Picadillo with Fried Plantains
Picadillo is a traditional dish in many Latin American countries. The name comes from the Spanish word, "picar" which means "to mince" or "to chop". It's made with ground meat, tomatoes, and regional ingredients. The Cuban version includes olives and on occasion capers, omits chili powder, and is usually served with rice and fried plantains.
I love Cuban food, and living in Tampa Bay Florida there are a lot of Cuban restaurants to choose from. I picked up a cookbook from my favorite, the Habana Cafe, and this is the Picadillo recipe from said book.
Ingredients:
- ¼ cup olive oil
- 1 red bell pepper, blended
- ¼ cup capers
- ¼ cup green olives
- 2 tablespoons Badia complete seasoning
- 1 packet Knorr all-purpose seasoning (I use Knorr SAZON since I can't find all purpose)
- 1 cup tomato puree
- 1 cup Chablis
- 1 teaspoon vinegar
- Salt and black pepper to taste
- ½ teaspoon cumin
- 1 small onion, minced
- 3 garlic cloves, minced
- 2 pounds lean ground beef
- 1 cup early peas
- 1/4 cup raisins (optional)
- 1 cup potatoes, cubed
For reference, I cut this recipe in half for two people, and still had a bunch left over. It's a great leftover meal. The full recipe could probably last a week easy for one person, and since it's super easy it would be ideal for some of you college goons. :)

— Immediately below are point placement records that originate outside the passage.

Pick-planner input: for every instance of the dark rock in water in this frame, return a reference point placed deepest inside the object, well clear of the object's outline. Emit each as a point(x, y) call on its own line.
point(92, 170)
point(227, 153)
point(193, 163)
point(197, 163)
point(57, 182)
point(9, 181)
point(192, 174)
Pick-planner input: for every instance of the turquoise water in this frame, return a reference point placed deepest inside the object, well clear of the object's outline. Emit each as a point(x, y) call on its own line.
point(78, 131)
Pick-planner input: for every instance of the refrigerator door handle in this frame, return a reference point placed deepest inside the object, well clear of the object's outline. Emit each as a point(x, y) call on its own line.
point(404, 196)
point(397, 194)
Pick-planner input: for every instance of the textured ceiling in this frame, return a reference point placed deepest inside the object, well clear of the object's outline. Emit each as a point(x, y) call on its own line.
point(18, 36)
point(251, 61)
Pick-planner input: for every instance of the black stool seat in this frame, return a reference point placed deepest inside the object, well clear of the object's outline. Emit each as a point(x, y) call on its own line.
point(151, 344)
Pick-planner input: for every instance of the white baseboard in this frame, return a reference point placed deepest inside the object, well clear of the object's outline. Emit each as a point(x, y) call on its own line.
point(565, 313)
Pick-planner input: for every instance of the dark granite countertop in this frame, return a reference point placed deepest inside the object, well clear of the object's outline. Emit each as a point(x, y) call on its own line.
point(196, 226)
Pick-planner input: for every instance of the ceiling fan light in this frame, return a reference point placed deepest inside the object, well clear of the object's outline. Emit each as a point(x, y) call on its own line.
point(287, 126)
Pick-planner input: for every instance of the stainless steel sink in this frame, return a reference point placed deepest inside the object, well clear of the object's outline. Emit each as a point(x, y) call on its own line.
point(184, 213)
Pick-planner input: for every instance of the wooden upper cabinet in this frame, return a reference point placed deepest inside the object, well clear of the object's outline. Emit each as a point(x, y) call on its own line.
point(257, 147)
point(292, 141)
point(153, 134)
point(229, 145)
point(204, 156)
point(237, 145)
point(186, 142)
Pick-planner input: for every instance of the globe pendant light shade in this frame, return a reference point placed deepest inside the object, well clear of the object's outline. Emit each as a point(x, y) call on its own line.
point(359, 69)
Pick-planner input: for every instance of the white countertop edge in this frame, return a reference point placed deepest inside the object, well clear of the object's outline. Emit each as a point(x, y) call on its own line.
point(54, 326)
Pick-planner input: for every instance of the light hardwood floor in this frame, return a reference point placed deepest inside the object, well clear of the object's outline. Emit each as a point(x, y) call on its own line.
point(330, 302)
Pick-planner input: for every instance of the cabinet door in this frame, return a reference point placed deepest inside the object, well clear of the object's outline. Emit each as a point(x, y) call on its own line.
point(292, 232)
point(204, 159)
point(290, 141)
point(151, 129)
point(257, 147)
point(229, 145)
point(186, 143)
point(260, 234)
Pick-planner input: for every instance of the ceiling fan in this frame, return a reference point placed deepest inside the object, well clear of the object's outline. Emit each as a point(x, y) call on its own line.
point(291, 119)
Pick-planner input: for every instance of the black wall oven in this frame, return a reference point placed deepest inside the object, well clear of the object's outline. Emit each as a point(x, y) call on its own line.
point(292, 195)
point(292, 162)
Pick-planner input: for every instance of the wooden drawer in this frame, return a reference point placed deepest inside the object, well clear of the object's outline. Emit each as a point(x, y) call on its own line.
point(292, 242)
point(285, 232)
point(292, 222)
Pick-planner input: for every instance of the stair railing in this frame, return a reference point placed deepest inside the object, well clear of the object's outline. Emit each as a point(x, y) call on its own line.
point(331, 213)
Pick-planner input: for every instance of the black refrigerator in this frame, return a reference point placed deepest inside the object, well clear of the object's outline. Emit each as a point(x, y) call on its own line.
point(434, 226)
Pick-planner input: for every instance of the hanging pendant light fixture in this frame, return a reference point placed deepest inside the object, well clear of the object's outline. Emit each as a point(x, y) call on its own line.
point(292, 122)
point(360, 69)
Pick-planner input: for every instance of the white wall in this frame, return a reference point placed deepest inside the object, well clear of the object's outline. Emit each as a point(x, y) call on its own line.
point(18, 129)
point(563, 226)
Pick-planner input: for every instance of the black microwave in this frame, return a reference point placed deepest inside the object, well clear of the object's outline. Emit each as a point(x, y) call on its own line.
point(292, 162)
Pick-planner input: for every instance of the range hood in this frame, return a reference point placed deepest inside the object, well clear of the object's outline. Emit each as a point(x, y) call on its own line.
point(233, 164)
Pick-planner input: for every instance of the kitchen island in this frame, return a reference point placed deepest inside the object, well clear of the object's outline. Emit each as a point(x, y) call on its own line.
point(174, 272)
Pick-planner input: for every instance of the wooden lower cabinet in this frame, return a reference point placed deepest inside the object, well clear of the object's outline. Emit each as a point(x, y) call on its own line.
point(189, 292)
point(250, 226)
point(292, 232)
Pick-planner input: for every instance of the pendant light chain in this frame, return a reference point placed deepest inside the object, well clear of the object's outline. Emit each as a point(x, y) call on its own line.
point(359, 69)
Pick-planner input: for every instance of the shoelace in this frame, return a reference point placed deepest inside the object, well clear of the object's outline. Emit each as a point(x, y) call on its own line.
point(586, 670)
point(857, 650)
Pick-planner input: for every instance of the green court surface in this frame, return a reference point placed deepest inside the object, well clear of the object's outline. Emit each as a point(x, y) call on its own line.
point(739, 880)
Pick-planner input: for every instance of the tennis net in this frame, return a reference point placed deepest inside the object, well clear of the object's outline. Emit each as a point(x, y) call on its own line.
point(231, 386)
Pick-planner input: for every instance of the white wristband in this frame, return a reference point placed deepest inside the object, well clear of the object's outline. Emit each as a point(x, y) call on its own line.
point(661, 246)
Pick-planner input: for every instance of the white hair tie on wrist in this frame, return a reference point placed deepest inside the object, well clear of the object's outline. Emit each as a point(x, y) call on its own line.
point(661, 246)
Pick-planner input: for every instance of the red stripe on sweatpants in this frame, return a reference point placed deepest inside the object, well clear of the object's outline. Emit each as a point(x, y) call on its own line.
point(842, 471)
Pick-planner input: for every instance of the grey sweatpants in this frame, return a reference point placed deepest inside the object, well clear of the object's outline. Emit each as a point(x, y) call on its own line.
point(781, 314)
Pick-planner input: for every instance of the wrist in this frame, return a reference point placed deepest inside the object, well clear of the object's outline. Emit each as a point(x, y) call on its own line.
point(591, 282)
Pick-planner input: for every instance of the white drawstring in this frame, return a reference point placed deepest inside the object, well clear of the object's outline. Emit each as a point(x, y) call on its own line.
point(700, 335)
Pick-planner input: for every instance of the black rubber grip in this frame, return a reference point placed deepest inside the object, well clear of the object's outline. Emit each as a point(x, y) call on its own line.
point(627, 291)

I start off by getting the rice in the oven. I use Alton Brown's brown rice method because it comes out perfect every time, and it takes an hour. The recipe calls for the traditional white rice, but I prefer brown. Use whatever you like.

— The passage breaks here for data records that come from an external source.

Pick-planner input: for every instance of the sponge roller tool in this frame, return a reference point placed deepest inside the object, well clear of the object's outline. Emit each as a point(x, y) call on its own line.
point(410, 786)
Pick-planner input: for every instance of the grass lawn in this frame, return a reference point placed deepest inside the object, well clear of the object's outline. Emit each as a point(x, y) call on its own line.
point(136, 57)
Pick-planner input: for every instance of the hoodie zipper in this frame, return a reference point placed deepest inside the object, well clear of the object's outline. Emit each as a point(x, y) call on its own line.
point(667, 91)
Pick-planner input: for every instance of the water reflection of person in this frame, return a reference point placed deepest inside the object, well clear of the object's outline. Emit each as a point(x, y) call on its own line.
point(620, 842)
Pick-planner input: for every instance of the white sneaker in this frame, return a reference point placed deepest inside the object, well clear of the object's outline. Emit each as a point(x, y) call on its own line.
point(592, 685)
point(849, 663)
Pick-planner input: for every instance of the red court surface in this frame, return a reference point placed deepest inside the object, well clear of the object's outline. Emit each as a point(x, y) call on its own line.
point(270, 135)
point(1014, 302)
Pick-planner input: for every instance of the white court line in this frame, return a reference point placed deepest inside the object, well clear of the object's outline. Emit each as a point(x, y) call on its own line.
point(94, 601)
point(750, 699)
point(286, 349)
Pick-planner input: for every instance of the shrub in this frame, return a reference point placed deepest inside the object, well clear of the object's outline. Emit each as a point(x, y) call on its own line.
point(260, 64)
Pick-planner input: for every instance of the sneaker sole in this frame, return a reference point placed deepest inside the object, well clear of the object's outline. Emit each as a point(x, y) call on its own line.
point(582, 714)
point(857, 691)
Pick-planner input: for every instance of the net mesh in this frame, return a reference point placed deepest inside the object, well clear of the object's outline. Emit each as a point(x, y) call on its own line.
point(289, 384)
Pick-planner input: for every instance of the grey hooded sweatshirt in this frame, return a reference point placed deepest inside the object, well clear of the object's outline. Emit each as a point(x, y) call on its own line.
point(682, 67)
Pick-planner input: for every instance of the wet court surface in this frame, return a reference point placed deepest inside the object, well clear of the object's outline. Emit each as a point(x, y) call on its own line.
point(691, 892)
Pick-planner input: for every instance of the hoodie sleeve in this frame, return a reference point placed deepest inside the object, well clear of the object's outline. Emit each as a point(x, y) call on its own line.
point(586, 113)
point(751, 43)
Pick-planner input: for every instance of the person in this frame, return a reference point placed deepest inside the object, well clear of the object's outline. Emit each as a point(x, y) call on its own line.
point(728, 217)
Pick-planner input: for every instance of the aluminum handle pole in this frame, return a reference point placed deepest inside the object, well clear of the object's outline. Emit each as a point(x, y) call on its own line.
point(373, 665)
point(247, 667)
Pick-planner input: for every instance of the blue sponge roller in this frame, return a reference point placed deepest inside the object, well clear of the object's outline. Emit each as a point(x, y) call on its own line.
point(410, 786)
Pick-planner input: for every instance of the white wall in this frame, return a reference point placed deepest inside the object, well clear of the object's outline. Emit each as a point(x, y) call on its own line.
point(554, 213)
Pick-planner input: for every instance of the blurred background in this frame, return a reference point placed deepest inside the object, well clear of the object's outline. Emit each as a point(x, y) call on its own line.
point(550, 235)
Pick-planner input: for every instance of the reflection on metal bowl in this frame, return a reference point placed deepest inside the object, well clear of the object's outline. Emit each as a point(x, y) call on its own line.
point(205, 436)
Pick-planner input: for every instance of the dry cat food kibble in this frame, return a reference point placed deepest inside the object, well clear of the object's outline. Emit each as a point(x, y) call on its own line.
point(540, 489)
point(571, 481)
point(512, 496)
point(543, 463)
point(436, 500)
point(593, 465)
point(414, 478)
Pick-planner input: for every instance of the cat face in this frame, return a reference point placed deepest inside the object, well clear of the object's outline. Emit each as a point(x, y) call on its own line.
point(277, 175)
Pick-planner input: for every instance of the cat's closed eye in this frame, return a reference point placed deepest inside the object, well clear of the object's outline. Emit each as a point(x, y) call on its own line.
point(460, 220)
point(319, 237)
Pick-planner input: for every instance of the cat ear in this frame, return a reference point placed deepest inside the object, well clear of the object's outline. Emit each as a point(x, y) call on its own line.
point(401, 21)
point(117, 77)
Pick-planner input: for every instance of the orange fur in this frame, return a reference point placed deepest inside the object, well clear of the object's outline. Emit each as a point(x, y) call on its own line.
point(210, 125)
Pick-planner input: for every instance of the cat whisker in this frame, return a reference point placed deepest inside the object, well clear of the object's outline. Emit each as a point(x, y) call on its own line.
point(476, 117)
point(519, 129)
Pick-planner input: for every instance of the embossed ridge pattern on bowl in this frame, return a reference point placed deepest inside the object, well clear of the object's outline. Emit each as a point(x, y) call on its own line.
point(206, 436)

First, combine all ingredients in a bowl except for the beef, peas, potatoes and (optional) raisins. Here are the combined ingredients, getting ready for a bath of (chateau screw top) (Chablis):
Ready to be mixed:
After mixing up your ingredients, heat up the olive oil over medium heat in a large saucepan, and add the mixture to the pan and saute until hot:
Right about now your kitchen should be smellin' REAL good.
Reduce the heat a bit, then add the ground beef:
Cover and cook about twenty minutes. In the mean time get your peas and potatoes (and raisins if you're into that sort of thing) ready to go:
After the 20 minutes are up, add the peas and potatoes (and optional raisins) to the mix and cook another 20 minutes uncovered to reduce sauce, or leave the cover on if you like it SAUCY:
While the Picadillo is cooking for the final 20 minutes, now is the time to get the fried plantains started! Fried plantains are one of my favorite side dishes, it's super easy, and oh yeah kids love them too. :)
Try to find plantains that are almost black, the riper the sweeter. Peel them, cut them in half, then cut the halves length wise. You can cut smaller pieces if you like, but it's a bit easier to deal with bigger pieces:
Then grab a skillet, (I use a small one to save oil) and add about an inch or two of vegetable oil over medium high heat. Fry as many slices that will fit in one layer. Fry until golden brown, on both sides, about 2 to 3 minutes:
- sizzle*
Drain the plantains on a tray or plate covered with paper towels to absorb the oil, and they are ready to serve!
Now the potatoes are soft and the Picadillo is ready to serve. In the upper left you can see the rice is out of the oven, pipping hot and just in time!
Serve over a bed of rice, add some fried plantains and enjoy!